Hi there,
I am wondering if anyone could provide a tip or any help with generating the necessary transcript to gene map file necessary for using salmon to align RNAseq data against a reference transcriptome?
I would like to do this with the QUT nicotiana benthamiana reference transcriptome. However, the way in which the GFF3 file for the annotation is constructed makes this not possible using the BUSparse package, and there is no gtf file where "transcript_id" and "gene_id" are helpfully specified.
in the attributes column of the gff file, it's not obvious to me which tag denotes transcript, and which is gene. But i'm guessing that (for my purposes at least) "Nbv5tr6198039.mrna1" for example may be considered transcript id, while "Nbv5tr6198039" may be considered gene id. Please see below some example lines from the GFF3 file.
Nbv0.5scaffold4004 Nbdbv05 gene 109116 109315 . - . ID=Nbv5tr6198039.path1;Name=not determined by homology or low homology during annotation
Nbv0.5scaffold4004 Nbdbv05 mRNA 109116 109315 . - . ID=Nbv5tr6198039.mrna1;Name=Nbv5tr6198039;Parent=Nbv5tr6198039.path1;coverage=100.0;identity=100.0
Nbv0.5scaffold4004 Nbdbv05 CDS 109168 109314 100 - 0 ID=Nbv5tr6198039.mrna1.cds1;Name=Nbv5tr6198039;Parent=Nbv5tr6198039.mrna1;Target=Nbv5tr6198039 2 148 +
Thanks in advance for any help.
Yes the value of the ID attribute of the gene feature can be considered as the
gene_id
the value of the ID attribute of the mRNA feature can be considered as the
transcript_id
If you need a GTF file you may convert your GFF file using on of these tools: https://agat.readthedocs.io/en/latest/gff_to_gtf.html
Thank you very much for your help. I have now converted the GFF3 file into gtf format using gffread.
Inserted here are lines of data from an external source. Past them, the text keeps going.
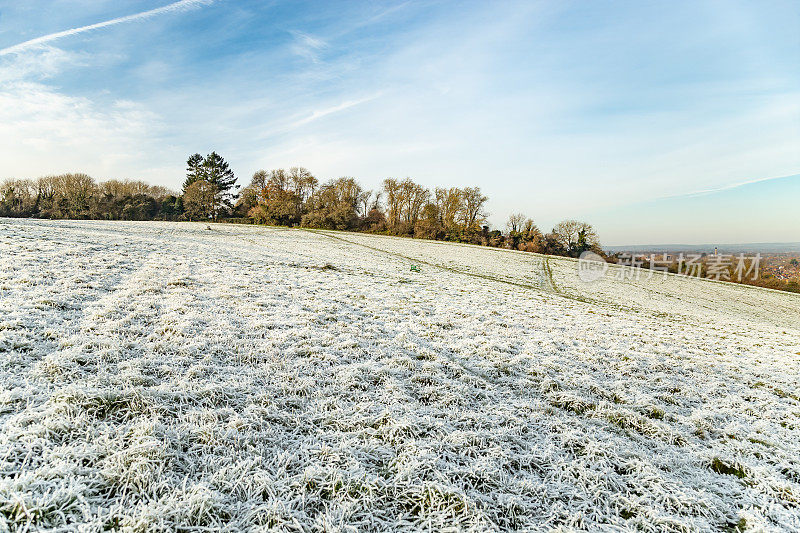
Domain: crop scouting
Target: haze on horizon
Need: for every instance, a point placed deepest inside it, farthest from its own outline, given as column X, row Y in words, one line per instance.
column 672, row 122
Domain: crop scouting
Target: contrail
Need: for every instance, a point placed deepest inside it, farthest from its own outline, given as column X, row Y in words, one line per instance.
column 183, row 5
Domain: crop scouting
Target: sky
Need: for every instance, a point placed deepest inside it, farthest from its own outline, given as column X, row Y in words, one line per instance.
column 634, row 116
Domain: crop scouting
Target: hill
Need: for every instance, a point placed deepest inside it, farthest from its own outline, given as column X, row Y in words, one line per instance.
column 178, row 376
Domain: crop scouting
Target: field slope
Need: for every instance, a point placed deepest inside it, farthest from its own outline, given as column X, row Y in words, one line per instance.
column 162, row 376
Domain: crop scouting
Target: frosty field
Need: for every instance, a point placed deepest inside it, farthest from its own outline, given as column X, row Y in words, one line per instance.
column 169, row 376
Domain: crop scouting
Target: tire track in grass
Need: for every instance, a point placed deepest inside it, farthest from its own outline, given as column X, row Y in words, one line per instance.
column 546, row 272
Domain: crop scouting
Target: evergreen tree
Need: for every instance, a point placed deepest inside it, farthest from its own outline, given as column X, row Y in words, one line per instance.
column 218, row 173
column 195, row 170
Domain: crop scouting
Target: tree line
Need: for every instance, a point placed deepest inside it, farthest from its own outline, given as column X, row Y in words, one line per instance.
column 293, row 197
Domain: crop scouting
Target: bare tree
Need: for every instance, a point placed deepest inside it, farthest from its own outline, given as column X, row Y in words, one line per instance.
column 473, row 214
column 515, row 222
column 393, row 201
column 571, row 233
column 449, row 204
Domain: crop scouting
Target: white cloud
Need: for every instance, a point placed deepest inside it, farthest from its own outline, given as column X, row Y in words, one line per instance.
column 182, row 5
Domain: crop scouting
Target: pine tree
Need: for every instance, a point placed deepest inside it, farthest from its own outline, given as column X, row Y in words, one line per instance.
column 195, row 170
column 218, row 173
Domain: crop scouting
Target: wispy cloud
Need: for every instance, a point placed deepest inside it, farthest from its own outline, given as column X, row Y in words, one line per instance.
column 307, row 46
column 182, row 5
column 318, row 114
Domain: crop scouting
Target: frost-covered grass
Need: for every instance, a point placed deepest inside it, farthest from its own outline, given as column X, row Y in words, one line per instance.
column 173, row 377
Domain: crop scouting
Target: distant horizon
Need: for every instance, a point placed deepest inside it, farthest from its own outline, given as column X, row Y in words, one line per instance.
column 556, row 110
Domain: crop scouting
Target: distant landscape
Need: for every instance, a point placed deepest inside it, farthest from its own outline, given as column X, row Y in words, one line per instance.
column 401, row 207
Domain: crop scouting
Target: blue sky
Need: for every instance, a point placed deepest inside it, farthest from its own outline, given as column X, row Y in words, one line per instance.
column 555, row 109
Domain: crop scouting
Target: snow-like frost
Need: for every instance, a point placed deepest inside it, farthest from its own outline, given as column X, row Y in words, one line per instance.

However, before i use this gtf file to generate my transcript to gene mapping file (to use with salmon and eventual splicosomal analysis) I am thinking my gtf file may need further modification.
Lines in the gtf file currently look like below:
With gene_id given a different extension (".pathX") depending on the transcript. Am i right in thinking this should not be the case, and that different transcript id's of the same gene should map to exactly the same gene_id? if so, should i strip the ".pathX" gene_id extension from the file?
TLDR: should i modify my newly generated gtf so that the lines above look more like the lines below?
I guess you should not perform this modification otherwise you risk to merge different genes together. Looking at the location of mrna1 and mrna2 I don't think they are part of the same gene.